“Even if the ayatollahs and their forces manage to suppress this latest rising, the dream of a more democratic Iran will only be deferred, never extinguished.”
That was the last line of an editorial published by The Age in January 2018, when – as now – the Islamic Republic of Iran was resorting to brutal repression in the face of mass popular protests. A nation that is second only to China in its use of the death penalty did manage to snuff out dissent then, as it had beaten back the 2009 Green Movement, an uprising that began with claims that presidential elections had been rigged.
The Green movement coalesced around the face of a young woman, Neda Agha-Soltan, whose death at the hands of a state paramilitary officer was captured on a phone camera. The protests which began this September were sparked by another young woman’s death, but her identity made this wave of unrest quite different.
She was not a political protester on the streets of Tehran but a visitor, there to see her brother. She fell foul of the Guidance Patrol, who enforce the state’s regulations on how women should dress in public. Long before that fatal day, the state’s laws had forced her to take a second name, one that was officially acceptable, to cover her real Kurdish one. So Jina Amini became “Mahsa”.

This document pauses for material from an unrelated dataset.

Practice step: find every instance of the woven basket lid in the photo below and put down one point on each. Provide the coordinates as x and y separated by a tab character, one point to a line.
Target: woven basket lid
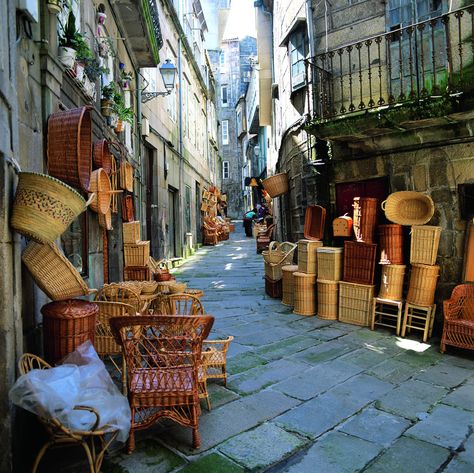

The protests, now entering their third month, have been led by women across Iran who see themselves in Jina, and draw strength from the festering oppression of Iran’s Kurdish, Arab and Baloch minorities. Above all, they take place amid a storm of economic problems, spurred by drought, international sanctions and the war in Ukraine.
Inflation in Iran is running at just over 48 per cent. Food prices have risen sharply, just as the state’s long-standing system of subsidies is under strain.
In a country where more than 60 per cent of the population are below 30 and have no personal memory of the 1979 Islamic Revolution or the autocracy of the Shah that preceded it, poverty affects nearly a third of households.
Before the hashtag “Woman, Life, Freedom” there was the hashtag “macaroni”, as the price of the flour Iranians relied on for pasta rocketed.